What was Aragorn’s tax policy?

Friday, April 25th, 2014

What was Aragorn’s tax policy?, George R.R. Martin asks:

Ruling is hard. This was maybe my answer to Tolkien, whom, as much as I admire him, I do quibble with. Lord of the Rings had a very medieval philosophy: that if the king was a good man, the land would prosper. We look at real history and it’s not that simple. Tolkien can say that Aragorn became king and reigned for a hundred years, and he was wise and good. But Tolkien doesn’t ask the question: What was Aragorn’s tax policy? Did he maintain a standing army? What did he do in times of flood and famine? And what about all these orcs? By the end of the war, Sauron is gone but all of the orcs aren’t gone – they’re in the mountains. Did Aragorn pursue a policy of systematic genocide and kill them? Even the little baby orcs, in their little orc cradles?

In real life, real-life kings had real-life problems to deal with. Just being a good guy was not the answer. You had to make hard, hard decisions. Sometimes what seemed to be a good decision turned around and bit you in the ass; it was the law of unintended consequences. I’ve tried to get at some of these in my books. My people who are trying to rule don’t have an easy time of it. Just having good intentions doesn’t make you a wise king.

(Hat tip to Alex Tabarrok.)


  1. Excuse me if I’m imagining things, but has this excerpt appeared here before? It seems very familiar for some reason.

    That aside, I feel that Martin (like many) misses the point of what Tolkien was trying to accomplish. Lord of the Rings is not an attempt at a gritty, realistic portrayal of the mechanics of leadership, government, and war. It’s a fable; a synthetic myth painted in good and evil, courage and cowardice, loyalty and betrayal.

    I’m the first to admit that I do like realistic portrayals of the mechanics of leadership, government, and war. However, Tolkien pausing mid-poetic-stride to explain the logistical preparations for the Ork investment of Minas Tirith would shatter the tone just as much as if Homer paused the fight between Achilles and Hector to describe the trade network that supported bronze weapon manufacturing.

  2. Isegoria says:

    I have cited Martin on things he borrowed from Tolkien, but nothing quite like that passage from his recent Rolling Stone interview. (I did have to go back and check though.)

  3. T. Greer says:

    The MR thread was of fairly high quality. I agree with one succinct comment near the end of it:

    Yet which will be the better and more resilient myth? Tolkien’s, surely, despite the absence of public works policy. The purpose of myth is not really to describe the detailed complexities of life.

  4. Bob Sykes says:

    John C. Wright has argued that the reason G. R. R. Martin and nearly all other modern writers ultimately fail and that Tolkien succeeds is that the modern writers are themselves nihilists and their works are a nihilist message. Tolkien on the other hand was a practicing, believing Roman Catholic, and beneath the surface of his great myth is a Christian message.

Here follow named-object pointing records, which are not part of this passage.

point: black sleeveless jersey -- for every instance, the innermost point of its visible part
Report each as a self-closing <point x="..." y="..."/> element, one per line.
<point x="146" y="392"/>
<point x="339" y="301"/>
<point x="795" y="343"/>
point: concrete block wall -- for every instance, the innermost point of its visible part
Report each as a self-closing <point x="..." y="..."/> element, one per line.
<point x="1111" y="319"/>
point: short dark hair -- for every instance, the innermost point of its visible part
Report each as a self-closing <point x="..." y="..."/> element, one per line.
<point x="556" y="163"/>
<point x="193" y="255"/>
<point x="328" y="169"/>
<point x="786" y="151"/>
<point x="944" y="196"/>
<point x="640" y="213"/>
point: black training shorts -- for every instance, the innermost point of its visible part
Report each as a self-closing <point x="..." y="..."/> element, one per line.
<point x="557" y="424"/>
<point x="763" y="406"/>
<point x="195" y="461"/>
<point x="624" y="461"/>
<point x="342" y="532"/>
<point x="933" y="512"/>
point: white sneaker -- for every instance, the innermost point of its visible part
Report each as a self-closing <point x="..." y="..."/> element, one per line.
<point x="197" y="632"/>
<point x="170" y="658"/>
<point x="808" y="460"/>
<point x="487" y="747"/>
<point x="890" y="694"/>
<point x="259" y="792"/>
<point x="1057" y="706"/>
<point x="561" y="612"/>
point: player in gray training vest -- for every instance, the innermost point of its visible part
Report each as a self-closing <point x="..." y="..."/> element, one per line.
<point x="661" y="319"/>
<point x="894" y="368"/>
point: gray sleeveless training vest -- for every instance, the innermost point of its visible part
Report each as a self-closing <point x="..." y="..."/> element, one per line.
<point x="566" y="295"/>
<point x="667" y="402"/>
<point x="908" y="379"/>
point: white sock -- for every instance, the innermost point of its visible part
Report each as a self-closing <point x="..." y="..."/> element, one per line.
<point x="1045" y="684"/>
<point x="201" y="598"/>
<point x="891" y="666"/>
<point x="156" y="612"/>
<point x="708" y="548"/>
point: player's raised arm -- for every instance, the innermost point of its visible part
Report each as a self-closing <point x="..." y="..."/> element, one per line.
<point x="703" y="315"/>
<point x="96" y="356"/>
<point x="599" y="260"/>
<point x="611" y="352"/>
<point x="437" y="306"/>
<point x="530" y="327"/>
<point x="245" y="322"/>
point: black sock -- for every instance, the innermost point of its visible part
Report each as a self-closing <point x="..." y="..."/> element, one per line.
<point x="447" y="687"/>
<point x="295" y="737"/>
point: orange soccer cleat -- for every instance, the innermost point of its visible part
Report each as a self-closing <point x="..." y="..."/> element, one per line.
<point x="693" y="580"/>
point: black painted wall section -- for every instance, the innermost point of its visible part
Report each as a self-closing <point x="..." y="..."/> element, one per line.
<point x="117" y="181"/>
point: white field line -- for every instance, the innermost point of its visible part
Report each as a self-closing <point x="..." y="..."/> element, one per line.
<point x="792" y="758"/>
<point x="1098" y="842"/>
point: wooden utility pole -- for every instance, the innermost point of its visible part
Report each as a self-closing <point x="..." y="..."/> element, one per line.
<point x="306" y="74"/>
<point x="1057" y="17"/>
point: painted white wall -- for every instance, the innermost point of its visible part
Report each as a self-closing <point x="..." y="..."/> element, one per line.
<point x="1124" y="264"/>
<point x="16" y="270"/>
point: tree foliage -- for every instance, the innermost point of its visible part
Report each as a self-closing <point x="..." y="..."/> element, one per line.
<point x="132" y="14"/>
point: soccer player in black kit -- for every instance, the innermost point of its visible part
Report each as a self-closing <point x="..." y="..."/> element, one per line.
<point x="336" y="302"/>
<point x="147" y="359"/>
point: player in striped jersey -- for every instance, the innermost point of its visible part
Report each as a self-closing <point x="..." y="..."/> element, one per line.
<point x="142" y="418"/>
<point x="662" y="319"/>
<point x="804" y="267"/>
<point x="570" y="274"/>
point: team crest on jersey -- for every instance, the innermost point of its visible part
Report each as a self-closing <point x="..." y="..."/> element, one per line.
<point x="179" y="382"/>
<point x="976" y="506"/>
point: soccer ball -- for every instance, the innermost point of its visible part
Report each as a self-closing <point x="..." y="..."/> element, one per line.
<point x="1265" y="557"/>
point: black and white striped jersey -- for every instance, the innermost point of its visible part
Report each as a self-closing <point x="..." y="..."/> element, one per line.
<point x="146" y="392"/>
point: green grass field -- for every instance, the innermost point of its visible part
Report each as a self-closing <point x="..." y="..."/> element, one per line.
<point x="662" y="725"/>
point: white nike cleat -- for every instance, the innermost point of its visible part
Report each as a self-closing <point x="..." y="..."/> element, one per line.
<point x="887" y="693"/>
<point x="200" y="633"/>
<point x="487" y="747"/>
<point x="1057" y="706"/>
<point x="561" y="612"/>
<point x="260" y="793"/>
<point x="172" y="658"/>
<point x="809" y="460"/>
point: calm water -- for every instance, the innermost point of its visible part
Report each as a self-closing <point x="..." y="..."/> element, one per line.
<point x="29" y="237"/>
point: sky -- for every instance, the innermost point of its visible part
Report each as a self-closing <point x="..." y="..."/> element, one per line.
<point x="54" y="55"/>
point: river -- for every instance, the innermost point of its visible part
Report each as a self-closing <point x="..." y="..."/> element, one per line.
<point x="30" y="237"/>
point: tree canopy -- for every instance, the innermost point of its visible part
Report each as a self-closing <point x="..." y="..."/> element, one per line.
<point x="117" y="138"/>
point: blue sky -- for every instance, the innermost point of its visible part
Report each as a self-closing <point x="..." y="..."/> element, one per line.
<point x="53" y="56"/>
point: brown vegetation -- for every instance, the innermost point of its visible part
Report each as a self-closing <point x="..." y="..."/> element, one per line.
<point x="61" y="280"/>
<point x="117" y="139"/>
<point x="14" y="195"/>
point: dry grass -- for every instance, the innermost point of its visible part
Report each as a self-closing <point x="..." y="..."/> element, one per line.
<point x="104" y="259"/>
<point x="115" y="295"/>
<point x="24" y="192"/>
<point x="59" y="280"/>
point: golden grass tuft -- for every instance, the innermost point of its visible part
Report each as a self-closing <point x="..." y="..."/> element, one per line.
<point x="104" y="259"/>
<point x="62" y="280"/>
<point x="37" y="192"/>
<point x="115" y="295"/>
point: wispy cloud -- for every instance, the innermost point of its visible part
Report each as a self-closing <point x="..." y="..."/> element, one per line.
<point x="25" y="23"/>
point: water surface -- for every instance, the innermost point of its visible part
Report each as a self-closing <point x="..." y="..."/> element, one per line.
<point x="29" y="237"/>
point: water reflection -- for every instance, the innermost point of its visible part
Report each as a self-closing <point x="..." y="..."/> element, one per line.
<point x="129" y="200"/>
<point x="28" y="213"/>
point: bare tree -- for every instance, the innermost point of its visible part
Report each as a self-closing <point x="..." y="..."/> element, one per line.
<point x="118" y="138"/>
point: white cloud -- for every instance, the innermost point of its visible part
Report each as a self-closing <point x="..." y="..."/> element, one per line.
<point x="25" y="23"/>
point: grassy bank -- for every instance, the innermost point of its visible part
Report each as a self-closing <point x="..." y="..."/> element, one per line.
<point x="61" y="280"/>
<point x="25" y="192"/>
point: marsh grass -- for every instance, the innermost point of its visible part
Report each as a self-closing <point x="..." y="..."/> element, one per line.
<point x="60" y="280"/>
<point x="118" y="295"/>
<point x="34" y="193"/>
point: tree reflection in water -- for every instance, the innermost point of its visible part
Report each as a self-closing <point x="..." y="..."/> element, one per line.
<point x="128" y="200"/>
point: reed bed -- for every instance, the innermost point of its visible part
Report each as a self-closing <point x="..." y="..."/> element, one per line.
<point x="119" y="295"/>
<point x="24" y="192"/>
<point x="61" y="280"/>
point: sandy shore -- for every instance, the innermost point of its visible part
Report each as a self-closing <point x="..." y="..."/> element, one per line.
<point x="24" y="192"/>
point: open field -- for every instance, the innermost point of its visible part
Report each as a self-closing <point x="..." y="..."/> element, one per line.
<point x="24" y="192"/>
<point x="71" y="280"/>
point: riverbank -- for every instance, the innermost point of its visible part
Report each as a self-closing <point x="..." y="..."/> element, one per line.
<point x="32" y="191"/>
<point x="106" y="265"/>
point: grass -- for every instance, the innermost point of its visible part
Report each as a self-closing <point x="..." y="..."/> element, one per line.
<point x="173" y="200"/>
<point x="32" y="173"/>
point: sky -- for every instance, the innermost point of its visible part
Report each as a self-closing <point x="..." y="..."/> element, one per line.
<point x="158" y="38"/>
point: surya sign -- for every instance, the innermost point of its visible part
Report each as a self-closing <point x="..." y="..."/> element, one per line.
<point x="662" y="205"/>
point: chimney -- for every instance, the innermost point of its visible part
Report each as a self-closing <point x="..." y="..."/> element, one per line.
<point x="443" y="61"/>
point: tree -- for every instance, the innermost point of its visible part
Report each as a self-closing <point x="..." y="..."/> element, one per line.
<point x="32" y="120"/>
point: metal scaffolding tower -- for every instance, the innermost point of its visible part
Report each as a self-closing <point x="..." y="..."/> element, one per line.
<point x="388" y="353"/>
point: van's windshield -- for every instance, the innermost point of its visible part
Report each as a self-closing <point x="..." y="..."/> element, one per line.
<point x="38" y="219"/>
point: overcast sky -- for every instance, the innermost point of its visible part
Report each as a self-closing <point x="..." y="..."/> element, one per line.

    Ultimately, LOTR does not consider taxes and day-to-day rule because Aragorn’s triumph represents the Resurrection and Final Judgement and the reestablishment of Eden on Earth.

  5. Isegoria says:

    It didn’t cover Aragorn’s tax policy, but a previous post did discuss Making Mordor’s Economy Work.

  6. Toddy Cat says:

    “Just having good intentions doesn’t make you a wise king.”

    True. This is why Aragorn had to be both wise and good to rule a hundred years, not just good.